For now the second argument is winning out with most Tea Party activists, largely because they've got their eyes trained elsewhere.
"We can't fight every battle at the same time," says Russo. "We've chosen to focus on getting America's fiscal house in order."
There could be more Tea Party criticism of the Libya strategy if the conflict drags on. On Monday, Jenny Beth Martin of Tea Party Patriots told me that the group may poll members to determine whether they should take a stance. If CNN's poll on Libya is right, TPP might find itself taking the pro-Obama, anti-Ron Paul line on Libya. The poll, conducted from March 18 to March 20, found 70 percent of all voters favoring a no-fly zone. Among "Tea Party supporters," it was 73 percent. Fifty-four percent of all voters favored attacks "directly targeted at Gaddafi's troops who are fighting the opposition forces in Libya." That number rose to 58 percent among Tea Partiers.
There are individual Tea Party leaders, like Williams or Rand Paul, who wince at a military intervention undertaken like this. The Tea Party is libertarian in plenty of ways. But if it has one defining characteristic, it's that it's nationalist. If there's a way to remove Qaddafi decades after he aided the Lockerbie bombers, then that's more important than a debate over the deep thoughts of the founders. In a Saturday interview with Fox News, Rep. Allen West, R-Fla., one of the most popular politicians to win the support of the Tea Party, explained that his problem with the intervention was about grit, not the Constitution.

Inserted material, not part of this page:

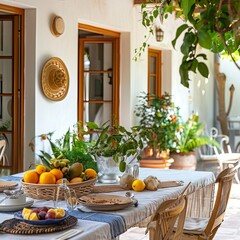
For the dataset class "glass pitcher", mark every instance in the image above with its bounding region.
[54,178,77,211]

"Back two or three weeks ago," said West, "we could have taken care of this situation if we had done the exact same thing that Ronald Reagan did back in the early '80s to Muammar Gaddafi, when he dropped the bomb in his back yard. Muammar Gaddafi didn't say a word for the next 30 years."
Qaddafi has actually remained influential and powerful since the bombing West referred to. But that's almost beside the point. The Republicans who are more worried about Libya than the Constitution's strictures on war powers are speaking for most of the Tea Party.
On Monday, Rep. Jason Chaffetz was in Utah, doing multiple interviews about his stance: that the president should have come to Congress. One of the people he spoke to was David Kirkham, a founding Tea Party activist in Utah. He disagreed with Chaffetz.
"I think his concern was money, among other things," said Kirkham. "There are some good things you have to spend money on. If we're the leaders of the free world, we cannot stand by when a tyrant kills his own civilians. Constitutionally speaking, Congress has the power to declare wars, but I don't think the founding fathers intended us to never intervene."
Correction, March 23, 2011: This article originally stated that the United States last declared war in 1941. The United States last officially declared war on June 5, 1942, against Bulgaria, Hungary, and Romania. (Return to the corrected sentence.)